16 KiB
Understanding the entity_lookup and entity_generate process plugins from Migrate Tools
In recent posts we have explored the Migrate Plus and Migrate Tools modules. They extend the Migrate API to provide migrations defined as configuration entities, groups to share configuration among migrations, a user interface to execute migrations, among other things. Yet another benefit of using Migrate Plus is the option to leverage the many process plugins it provides. Today, we are going to learn about two of them: entity_lookup
and entity_generate
. We are going to compare them with the migration_lookup
plugin, show how to configure them, and explain their compromises and limitations. Let's get started.
What is the difference among the migration_lookup, entity_lookup, entity_generate plugins?
In the article about migration dependencies we covered the migration_lookup
plugin provided by the core Migrate API. It lets you maintain relationships among entities that are being imported. For example, if you are migrating a node that has associated users, taxonomy terms, images, paragraphs, etc. This plugin has a very important restriction: the related entities must come from another migration. But what can you do if you need to reference entities that already exists system? You might already have users in Drupal that you want to assign as node authors. In that case, the migration_lookup
plugin cannot be used, but entity_lookup
can do the job.
The entity_lookup
plugin is provided by the Migrate Plus module. You can use it to query any entity in the system and get its unique identifier. This is often used to populate entity reference fields, but it can be used to set any field or property in the destination.

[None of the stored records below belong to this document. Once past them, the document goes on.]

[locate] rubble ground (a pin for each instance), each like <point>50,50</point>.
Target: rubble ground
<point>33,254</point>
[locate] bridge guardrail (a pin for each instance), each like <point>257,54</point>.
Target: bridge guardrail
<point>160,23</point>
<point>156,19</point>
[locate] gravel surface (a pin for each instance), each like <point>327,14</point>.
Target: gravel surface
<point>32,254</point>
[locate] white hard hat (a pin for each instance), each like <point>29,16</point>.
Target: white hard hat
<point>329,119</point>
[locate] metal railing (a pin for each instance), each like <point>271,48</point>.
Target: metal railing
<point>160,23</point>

For example, you can query existing users and assign the uid
node property which indicates who created the node. If no entity is found, the module returns a NULL
value which you can use in combination of other plugins to provide a fallback behavior. The advantage of this plugin is that it does not require another migration. You can query any entity in the entire system.
The entity_generate
plugin, also provided by the Migrate Plus module, is an extension of entity_lookup
. If no entity is found, this plugin will automatically create one. For example, you might have a list of taxonomy terms to associate with a node. If some of the terms do not exist, you would like to create and relate them to the node.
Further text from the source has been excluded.